Старик поднялся и протянул Виноградову маленькую, нежную, выхоленную руку.
— Хочу вам пожаловаться, — сказал Виноградов, вынимая полученное письмо, — вот, посмотрите, написано: ‘Секретарю’.
— Ну что же, секретарю так секретарю. Не один ли черт?
— Но ведь вы понимаете, почему оскорбительна подобная ложь.
— Чепуха! Это уж ты профессора поблагодари: он и мне тебя секретарем величал. А я от Надежды знаю, что ты так себе живешь. Ну, и живи… Только по правде сказать, нечего тебе тут делать.
— Как?
— Да так… Ну, до свиданья.
Старик прямо повернулся и равнодушной, медленной походкой направился к себе. Виноградов долго смотрел ему вслед и, потирая руки, думал почти вслух: ‘Ну, чему ты рад?.. Фу, какая прелесть старикашка. Милая, милая прямая спина, милые баки, милые стучащие каблуки’.

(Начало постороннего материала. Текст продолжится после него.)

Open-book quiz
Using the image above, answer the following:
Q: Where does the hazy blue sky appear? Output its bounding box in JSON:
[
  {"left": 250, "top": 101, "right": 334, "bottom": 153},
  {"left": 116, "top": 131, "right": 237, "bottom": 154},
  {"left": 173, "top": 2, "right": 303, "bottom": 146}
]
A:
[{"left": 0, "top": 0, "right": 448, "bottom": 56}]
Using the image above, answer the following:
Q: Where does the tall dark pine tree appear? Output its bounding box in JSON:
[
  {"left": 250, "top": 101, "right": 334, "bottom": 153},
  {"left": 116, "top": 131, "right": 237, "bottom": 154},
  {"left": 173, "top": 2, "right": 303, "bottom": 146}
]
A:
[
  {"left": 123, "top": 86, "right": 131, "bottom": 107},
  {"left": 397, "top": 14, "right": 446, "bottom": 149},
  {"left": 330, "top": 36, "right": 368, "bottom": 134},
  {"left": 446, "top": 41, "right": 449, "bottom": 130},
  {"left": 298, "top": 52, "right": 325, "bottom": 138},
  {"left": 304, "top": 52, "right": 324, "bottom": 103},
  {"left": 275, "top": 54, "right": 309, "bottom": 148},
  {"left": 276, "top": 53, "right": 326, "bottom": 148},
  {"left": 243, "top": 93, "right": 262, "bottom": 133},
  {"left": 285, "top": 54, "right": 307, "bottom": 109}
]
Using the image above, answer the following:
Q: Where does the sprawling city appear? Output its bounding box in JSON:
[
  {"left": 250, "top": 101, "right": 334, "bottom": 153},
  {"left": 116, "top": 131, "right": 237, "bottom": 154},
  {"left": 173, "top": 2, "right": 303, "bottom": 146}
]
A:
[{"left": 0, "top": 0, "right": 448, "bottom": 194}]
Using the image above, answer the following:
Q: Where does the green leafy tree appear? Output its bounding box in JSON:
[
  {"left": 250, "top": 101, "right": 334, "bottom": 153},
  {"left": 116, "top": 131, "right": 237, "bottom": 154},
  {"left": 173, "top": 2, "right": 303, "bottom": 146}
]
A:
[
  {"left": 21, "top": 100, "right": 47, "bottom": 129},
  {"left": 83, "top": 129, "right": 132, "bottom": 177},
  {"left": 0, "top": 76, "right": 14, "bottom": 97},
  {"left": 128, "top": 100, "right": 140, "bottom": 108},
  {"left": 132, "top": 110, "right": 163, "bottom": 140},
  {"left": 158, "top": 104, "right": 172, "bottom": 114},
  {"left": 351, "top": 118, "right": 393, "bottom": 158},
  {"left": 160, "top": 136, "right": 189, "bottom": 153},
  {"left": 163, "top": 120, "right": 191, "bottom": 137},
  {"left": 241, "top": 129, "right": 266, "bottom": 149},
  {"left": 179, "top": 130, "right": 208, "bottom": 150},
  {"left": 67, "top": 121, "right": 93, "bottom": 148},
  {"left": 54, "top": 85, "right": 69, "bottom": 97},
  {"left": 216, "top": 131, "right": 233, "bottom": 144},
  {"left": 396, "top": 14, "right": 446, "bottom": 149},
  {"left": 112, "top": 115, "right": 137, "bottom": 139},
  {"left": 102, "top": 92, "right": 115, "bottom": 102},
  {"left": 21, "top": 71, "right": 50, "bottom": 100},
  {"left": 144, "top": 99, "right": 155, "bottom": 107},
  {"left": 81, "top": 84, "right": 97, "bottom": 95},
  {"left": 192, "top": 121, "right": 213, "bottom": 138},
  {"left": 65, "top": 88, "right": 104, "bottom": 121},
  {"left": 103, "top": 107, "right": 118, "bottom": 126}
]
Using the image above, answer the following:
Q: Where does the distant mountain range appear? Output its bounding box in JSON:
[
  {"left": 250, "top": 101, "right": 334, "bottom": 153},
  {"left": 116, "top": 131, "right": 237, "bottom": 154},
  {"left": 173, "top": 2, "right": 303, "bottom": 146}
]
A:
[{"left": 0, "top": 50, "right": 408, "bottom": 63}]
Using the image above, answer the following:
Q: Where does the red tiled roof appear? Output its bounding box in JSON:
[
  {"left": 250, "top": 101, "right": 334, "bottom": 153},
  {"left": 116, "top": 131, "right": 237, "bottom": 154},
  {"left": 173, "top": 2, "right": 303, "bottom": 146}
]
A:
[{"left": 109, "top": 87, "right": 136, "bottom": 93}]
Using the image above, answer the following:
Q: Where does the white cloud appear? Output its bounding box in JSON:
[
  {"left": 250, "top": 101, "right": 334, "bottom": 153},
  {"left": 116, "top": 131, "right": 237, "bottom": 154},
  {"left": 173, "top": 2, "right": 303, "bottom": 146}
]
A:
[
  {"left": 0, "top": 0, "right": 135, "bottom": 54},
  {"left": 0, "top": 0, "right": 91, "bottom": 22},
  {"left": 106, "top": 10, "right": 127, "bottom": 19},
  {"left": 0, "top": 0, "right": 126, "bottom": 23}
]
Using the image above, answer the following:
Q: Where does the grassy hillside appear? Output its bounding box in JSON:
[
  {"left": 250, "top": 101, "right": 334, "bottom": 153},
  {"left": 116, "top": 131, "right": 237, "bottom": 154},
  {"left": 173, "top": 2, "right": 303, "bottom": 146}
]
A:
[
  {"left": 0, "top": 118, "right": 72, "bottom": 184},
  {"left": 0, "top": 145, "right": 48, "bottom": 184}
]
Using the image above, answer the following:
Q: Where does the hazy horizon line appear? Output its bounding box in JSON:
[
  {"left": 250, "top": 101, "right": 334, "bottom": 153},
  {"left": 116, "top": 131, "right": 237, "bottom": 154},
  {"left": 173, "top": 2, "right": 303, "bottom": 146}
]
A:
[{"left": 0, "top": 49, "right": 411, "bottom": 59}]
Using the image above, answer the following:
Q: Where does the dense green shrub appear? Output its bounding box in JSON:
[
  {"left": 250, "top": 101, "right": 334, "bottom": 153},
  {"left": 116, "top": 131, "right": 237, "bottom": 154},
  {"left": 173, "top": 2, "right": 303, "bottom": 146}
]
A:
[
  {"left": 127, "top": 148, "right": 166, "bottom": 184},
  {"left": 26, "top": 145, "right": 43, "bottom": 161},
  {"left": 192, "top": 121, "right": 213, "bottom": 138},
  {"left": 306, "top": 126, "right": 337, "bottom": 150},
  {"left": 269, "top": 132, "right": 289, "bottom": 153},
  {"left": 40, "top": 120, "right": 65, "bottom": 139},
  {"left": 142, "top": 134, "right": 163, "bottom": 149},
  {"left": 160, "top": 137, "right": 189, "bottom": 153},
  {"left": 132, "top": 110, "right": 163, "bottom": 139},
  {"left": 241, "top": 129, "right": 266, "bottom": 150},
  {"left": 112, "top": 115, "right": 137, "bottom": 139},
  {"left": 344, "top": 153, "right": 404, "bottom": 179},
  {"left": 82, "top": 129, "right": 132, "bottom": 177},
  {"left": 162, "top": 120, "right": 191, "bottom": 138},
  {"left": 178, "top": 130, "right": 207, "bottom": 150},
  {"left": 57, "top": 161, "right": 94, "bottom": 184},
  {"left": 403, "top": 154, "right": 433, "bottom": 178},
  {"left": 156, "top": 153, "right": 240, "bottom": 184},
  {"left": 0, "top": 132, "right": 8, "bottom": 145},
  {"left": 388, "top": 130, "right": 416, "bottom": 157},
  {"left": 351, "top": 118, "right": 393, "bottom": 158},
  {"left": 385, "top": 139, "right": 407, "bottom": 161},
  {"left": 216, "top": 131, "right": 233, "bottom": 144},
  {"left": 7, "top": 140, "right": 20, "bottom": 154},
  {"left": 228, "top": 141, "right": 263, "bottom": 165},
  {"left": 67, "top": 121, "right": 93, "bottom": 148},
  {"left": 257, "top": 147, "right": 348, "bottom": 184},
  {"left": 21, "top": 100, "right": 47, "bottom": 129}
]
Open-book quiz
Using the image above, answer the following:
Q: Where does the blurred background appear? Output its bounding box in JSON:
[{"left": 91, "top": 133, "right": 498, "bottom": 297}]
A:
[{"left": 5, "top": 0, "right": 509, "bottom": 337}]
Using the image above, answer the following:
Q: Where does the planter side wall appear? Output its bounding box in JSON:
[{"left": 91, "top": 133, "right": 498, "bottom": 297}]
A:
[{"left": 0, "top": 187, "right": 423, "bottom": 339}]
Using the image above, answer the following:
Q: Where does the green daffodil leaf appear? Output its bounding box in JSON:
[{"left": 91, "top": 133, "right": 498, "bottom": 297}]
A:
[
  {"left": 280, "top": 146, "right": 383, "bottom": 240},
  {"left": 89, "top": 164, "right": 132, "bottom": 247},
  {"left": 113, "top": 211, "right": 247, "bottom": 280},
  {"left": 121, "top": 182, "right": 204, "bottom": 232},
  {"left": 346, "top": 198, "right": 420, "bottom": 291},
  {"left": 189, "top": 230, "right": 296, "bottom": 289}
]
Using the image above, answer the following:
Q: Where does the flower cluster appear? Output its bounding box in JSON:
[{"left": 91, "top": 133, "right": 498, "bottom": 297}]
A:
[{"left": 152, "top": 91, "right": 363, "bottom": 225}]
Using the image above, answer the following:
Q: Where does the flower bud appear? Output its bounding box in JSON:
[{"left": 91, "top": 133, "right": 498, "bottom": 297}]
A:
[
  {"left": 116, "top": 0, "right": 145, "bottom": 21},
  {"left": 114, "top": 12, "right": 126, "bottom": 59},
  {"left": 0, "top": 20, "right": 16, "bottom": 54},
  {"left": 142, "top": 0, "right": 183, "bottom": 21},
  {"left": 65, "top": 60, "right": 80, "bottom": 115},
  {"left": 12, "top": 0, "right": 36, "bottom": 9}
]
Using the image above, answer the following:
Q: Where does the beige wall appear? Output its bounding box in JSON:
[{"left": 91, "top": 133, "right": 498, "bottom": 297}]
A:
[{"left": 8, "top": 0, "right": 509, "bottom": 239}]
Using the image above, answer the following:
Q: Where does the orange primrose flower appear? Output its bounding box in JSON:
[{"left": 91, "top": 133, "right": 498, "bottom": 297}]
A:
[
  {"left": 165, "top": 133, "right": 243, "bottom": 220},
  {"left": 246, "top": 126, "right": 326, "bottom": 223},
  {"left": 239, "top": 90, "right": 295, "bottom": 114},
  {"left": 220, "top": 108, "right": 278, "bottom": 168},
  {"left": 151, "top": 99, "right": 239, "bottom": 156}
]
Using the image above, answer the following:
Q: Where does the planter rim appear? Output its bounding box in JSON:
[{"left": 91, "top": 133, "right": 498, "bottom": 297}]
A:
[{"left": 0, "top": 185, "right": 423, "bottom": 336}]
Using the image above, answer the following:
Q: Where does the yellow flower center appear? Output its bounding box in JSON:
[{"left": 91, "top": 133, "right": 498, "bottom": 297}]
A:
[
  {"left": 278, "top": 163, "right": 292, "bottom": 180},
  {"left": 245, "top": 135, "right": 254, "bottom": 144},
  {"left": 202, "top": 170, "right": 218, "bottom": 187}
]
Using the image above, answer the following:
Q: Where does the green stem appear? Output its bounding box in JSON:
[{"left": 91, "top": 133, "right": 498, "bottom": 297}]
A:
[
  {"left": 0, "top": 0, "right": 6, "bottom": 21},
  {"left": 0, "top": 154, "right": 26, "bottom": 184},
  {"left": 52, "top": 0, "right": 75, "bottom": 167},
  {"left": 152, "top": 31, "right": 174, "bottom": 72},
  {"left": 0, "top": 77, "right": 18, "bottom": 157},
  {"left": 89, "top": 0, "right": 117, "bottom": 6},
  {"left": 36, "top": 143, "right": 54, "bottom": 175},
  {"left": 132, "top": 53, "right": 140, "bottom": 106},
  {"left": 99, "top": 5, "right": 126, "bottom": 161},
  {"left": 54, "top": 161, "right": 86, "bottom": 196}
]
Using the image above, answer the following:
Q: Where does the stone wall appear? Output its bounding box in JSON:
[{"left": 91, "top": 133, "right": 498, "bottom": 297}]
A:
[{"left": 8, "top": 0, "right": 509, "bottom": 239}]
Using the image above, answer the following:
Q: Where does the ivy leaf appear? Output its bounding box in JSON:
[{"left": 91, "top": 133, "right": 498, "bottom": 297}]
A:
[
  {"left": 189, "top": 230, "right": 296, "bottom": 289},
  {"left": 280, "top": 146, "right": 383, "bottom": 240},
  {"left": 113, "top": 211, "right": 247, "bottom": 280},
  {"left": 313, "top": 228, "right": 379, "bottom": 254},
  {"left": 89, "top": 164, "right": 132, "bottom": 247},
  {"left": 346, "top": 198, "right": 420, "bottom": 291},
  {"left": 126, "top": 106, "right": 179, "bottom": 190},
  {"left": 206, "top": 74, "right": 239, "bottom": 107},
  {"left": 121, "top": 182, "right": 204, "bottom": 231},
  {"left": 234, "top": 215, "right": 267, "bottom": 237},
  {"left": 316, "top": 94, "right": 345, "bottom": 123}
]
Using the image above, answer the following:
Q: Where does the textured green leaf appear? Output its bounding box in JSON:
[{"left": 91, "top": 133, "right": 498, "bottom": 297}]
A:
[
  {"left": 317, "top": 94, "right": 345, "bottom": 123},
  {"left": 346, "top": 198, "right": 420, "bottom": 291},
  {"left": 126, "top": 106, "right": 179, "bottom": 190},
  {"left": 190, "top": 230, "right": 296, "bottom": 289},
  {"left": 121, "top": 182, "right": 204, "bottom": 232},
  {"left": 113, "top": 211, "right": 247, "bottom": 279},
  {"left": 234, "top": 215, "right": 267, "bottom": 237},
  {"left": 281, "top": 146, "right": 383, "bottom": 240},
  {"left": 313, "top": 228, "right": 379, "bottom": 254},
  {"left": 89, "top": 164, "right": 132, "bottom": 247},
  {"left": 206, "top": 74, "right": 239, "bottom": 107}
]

В этот день Виноградов немного опоздал к обеду и застал старика, профессора и Надежду уже за столом. Сухо поздоровался с молодым Тоном.
— Вы чего такой? — забеспокоился Тон.
— Дмитрий Дмитриевич не в духе с самого утра, — сказала Надежда.
— Нет, ничего, — осветившись улыбкой, заявил Виноградов, — все слава Богу, только на батюшку вашего немного зол. Но и это не беда, когда-нибудь сосчитаемся.
— Что такое? — с круглым от удивления ртом говорил Тон.
— Хотите сейчас? Извольте: зачем вы портите мне репутацию, что я вам сделал?
— Да что случилось? — серьезно, с испугом спрашивал Тон.
— Ладно, ладно, — отмахивался рукой Виноградов.
— Это он тебе мстит за секретаря, — вмешался старик, — понял? Письма официальные начал получать.
— Хо-хо-хо! — уже успокоенно смеялся Тон. — Какие пустяки, да ведь это я для его же удобства придумал.
— Попрошу на будущее время не заботиться о моих удобствах. Мое звание приживальщика меня совершенно удовлетворяет. Вот возьму за это и уеду от вас.
— Ну, полно, полно… — говорил Тон размягченным голосом.
Надежда смотрела на Виноградова большими внимательными глазами. Он читал в них неодобрение и проклинал весь сегодняшний день, нарушивший его до сих пор ровный политический темп. ‘Будь тверд, ты падаешь!’ — как будто говорили ее глаза.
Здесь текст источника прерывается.